Each unit has a single clock domain. The target clock rate of a unit is the relative rate at which it runs in the target system. For example, the CPUs will usually have the highest target clock rate and all the other units will have some rational divisor of the target CPU clock rate (e.g., the L2 cache might run at half the CPU clock rate). The physical clock rate of a unit is the rate at which the FPGA host implementation is clocked. In some cases, a unit might use multiple physical clock cycles to emulate one target clock cycle, or even require a varying number of physical clock cycles to emulate one target clock cycle. At least initially, we expect that the whole RAMP system will have the same physical clock rate (nominally around 100 MHz), perhaps with some higher physical clock rates in I/O drivers.

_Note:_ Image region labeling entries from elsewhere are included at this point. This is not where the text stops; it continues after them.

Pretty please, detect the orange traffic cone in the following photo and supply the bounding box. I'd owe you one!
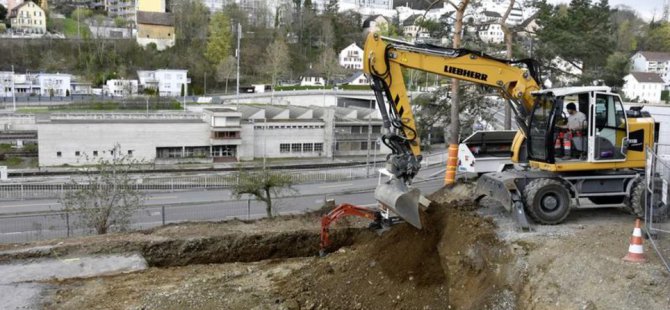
[623,219,647,263]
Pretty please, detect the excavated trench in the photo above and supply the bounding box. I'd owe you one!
[0,195,527,309]
[140,228,362,267]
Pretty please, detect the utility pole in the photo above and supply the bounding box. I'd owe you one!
[235,22,242,107]
[365,100,376,177]
[263,117,268,171]
[12,65,16,112]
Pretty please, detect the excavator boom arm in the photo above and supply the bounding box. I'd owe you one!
[363,33,540,228]
[363,33,540,156]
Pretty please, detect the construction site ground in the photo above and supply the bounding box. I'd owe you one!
[0,185,670,310]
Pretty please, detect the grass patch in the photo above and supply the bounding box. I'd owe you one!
[63,18,91,38]
[16,107,49,113]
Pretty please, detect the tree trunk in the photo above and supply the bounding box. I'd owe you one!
[444,0,470,185]
[500,0,516,130]
[265,188,273,218]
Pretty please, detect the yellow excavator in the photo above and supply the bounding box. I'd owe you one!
[363,33,665,229]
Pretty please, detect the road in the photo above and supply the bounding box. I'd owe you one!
[0,167,452,243]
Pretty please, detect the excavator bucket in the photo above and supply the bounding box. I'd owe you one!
[375,178,421,229]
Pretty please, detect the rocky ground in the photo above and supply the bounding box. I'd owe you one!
[0,185,670,309]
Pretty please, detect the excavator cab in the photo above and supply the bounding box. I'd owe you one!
[526,87,629,167]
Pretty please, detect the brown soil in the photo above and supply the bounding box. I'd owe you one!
[279,199,522,309]
[5,188,670,310]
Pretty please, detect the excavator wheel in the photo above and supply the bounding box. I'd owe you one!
[524,179,570,225]
[626,179,668,222]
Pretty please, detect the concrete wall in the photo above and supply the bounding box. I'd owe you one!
[254,122,327,158]
[37,122,209,166]
[137,24,174,40]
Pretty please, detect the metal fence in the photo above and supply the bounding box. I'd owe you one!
[0,153,446,200]
[645,145,670,271]
[0,195,338,243]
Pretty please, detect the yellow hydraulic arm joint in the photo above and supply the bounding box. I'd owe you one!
[363,33,540,160]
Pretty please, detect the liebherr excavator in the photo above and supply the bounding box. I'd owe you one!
[356,33,657,228]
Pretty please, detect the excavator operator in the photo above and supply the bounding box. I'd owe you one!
[559,102,586,160]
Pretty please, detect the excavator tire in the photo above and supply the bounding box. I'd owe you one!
[523,179,570,225]
[626,179,668,222]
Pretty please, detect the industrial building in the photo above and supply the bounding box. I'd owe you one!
[36,104,389,167]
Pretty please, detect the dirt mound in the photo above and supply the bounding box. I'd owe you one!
[279,201,521,309]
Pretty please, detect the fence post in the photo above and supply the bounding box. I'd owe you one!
[65,212,70,238]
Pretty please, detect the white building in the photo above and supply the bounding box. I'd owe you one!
[551,56,582,87]
[630,51,670,87]
[300,74,326,86]
[137,69,191,97]
[37,73,72,97]
[0,71,14,97]
[37,113,209,167]
[402,14,430,42]
[340,43,363,70]
[340,71,370,86]
[37,102,389,167]
[363,15,389,36]
[104,79,138,96]
[103,0,137,20]
[621,72,665,103]
[477,24,505,44]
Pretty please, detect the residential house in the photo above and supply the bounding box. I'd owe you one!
[0,71,14,97]
[402,14,430,42]
[136,11,175,51]
[339,71,370,86]
[551,56,582,87]
[137,69,191,97]
[104,79,138,97]
[340,43,363,70]
[33,73,72,97]
[300,73,326,86]
[137,0,167,13]
[8,1,47,34]
[363,15,390,36]
[477,23,505,43]
[104,0,137,20]
[630,51,670,88]
[621,72,665,103]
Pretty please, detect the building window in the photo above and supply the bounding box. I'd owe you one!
[302,143,314,153]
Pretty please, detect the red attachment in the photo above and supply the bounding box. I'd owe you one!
[321,203,379,251]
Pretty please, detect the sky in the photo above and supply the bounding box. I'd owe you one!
[549,0,664,21]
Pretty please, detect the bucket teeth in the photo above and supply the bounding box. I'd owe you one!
[375,178,421,229]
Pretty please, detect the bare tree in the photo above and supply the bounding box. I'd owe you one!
[265,37,291,88]
[316,48,341,84]
[60,144,144,235]
[232,170,297,218]
[500,0,515,130]
[445,0,470,185]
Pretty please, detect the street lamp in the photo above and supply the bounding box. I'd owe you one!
[12,65,16,112]
[235,22,242,107]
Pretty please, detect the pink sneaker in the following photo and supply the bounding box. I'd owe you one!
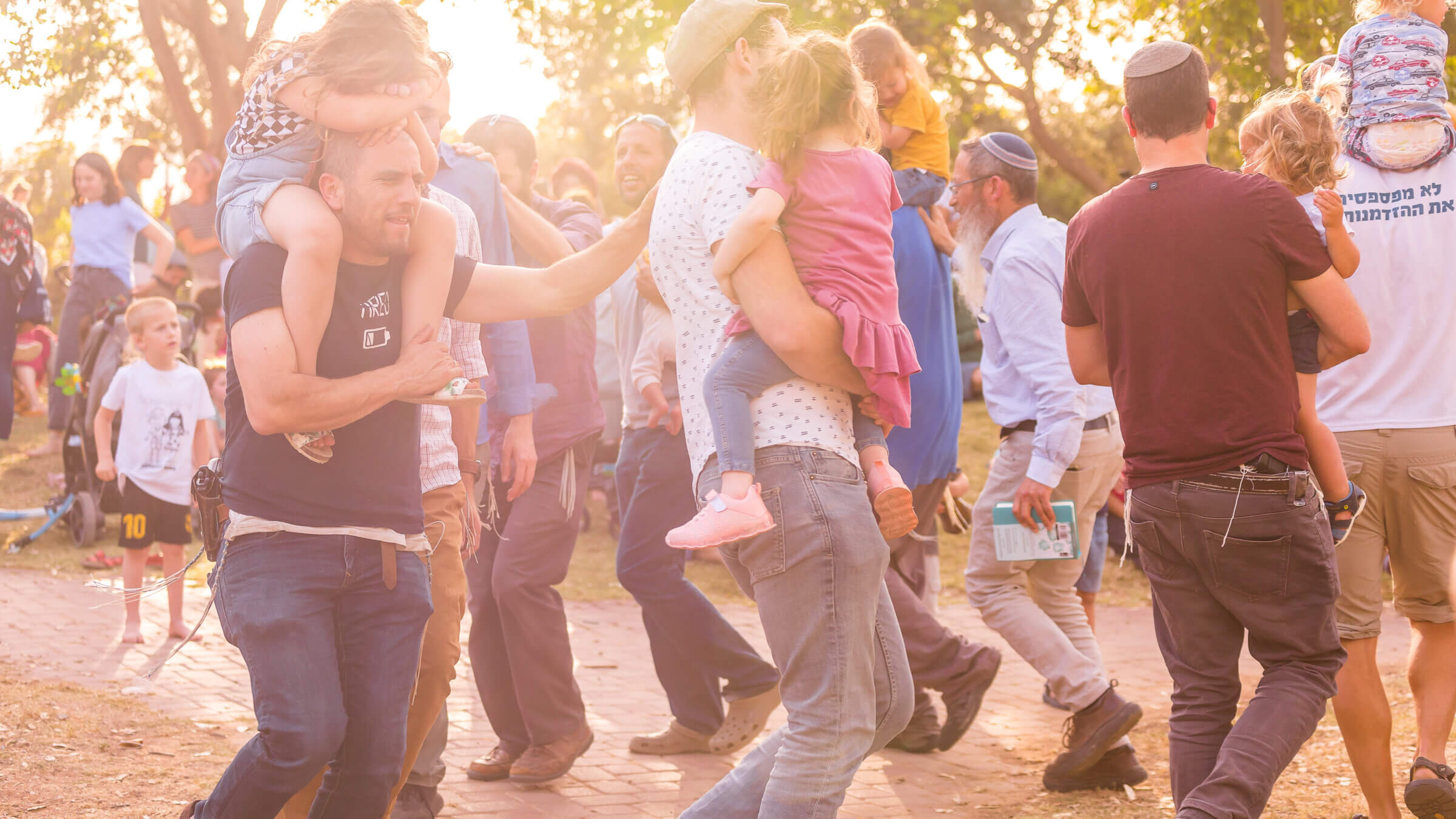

All channels are unidirectional and strictly pointto-point between two units. The two units at each end of a channel can have different target clock rates, but, at least for the initial RAMP standard, must have the same physical clock rate. Units are only synchronized via the point-to-point channels. The basic principle is that a unit cannot advance by a target clock cycle until it has received a target clock cycle's worth of activity on each input channel and the output channels are ready to receive another target cycle's worth of activity. This scheme forms a distributed concurrent event simulator, where the buffering in the channels allows units to run at varying physical speeds on the host while remaining logically synchronized in terms of target clock cycles.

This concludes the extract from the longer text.